Mesdames, Messieurs,
La présente proposition de loi vise à simplifier les démarches administratives faisant suite à un décès. Il est des moments douloureux dans la vie, la perte d’un proche en est un. La période de deuil qui s’ensuit est une expérience que nous avons tous eu à traverser et qui nous a affecté. Cette expérience est d’autant plus difficile qu’il faut dès le premier jour suivant le décès, accomplir de nombreuses démarches administratives qui s’avèrent parfois fastidieuses.
La République doit pouvoir nous accompagner en ces moments délicats plutôt que de nous encombrer de formalités pesantes. C’est en ce sens que cette proposition de loi a pour ambition de rationaliser les démarches à entreprendre à la suite d’un décès afin de faciliter au mieux le parcours administratif des personnes endeuillées.
L’article premier confère à l’officier de l’état civil l’accomplissement de plusieurs démarches qui étaient auparavant à la charge des proches du défunt. La déclaration de décès en mairie est la première étape de formalités administratives à accomplir et celle‑ci est incontournable.

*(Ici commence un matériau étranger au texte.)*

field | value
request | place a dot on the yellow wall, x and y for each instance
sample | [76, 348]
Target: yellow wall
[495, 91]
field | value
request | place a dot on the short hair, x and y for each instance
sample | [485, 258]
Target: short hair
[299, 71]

Cet article en fait une étape clé, permettant à la fois d’alléger le fardeau pesant sur les familles par rapport à la situation antérieure et à la fois de faciliter les démarches restantes.

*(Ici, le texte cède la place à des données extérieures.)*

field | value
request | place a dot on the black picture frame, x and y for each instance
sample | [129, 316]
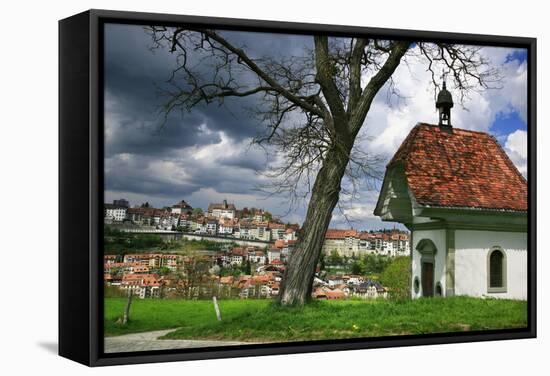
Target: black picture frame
[81, 188]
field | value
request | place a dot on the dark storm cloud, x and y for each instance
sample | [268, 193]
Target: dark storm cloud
[134, 74]
[136, 138]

Outre la remise à titre gratuit de l’acte de décès, cet article prévoit que soient réalisées à cette étape, la mise à jour du livret de famille, la remise d’un document synthétique présentant l’ensemble des démarches à effectuer par la suite, la remise des formulaires nécessaires à la déclaration de succession accompagnés d’un guide pour les compléter, l’indication du centre de finances publiques auquel s’adresser, la fourniture à titre indicatif de la liste des notaires implantés dans le département.

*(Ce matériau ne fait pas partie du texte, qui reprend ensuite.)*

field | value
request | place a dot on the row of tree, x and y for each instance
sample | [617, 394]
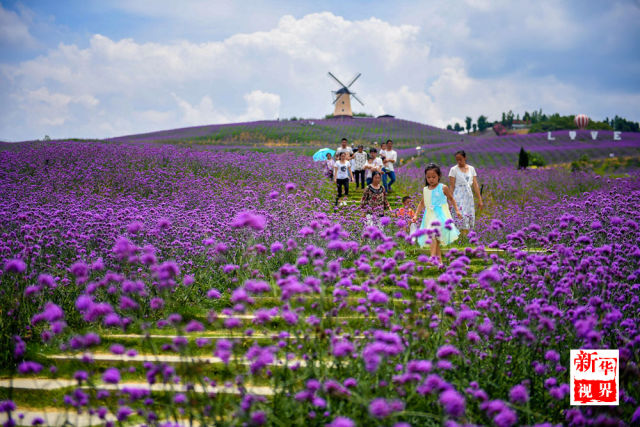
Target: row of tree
[481, 124]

Cet article confère également la responsabilité à l’officier de l’état civil d’entreprendre les démarches nécessaires auprès du juge des tutelles si le défunt laisse des enfants mineurs.
Afin de permettre la mise à jour du livret de famille dès la déclaration de décès, il est confié au médecin établissant le certificat de décès, la responsabilité d’informer le proche déclarant de la nécessité de se rendre au service de l’état civil de la commune muni du livret de famille en plus du certificat alors établi.
L’article 2 ouvre la possibilité au notaire de remplir la déclaration de succession à la demande de l’héritier par voie de délégation.
Après l’article 78 du code civil, sont insérés des articles 78‑1 à 79‑3 ainsi rédigés :
« Art. 78‑1. – Après avoir dressé l’acte de décès, l’officier de l’état civil remet au déclarant, à titre gratuit, une ou plusieurs copies de l’acte de décès. Il remet un document synthétique présentant les démarches à effectuer par le déclarant du fait du décès du défunt. Il remet également les formulaires nécessaires à la déclaration de succession accompagnés d’un guide pour leur remplissage et indique au déclarant le centre de finances publiques auquel s’adresser.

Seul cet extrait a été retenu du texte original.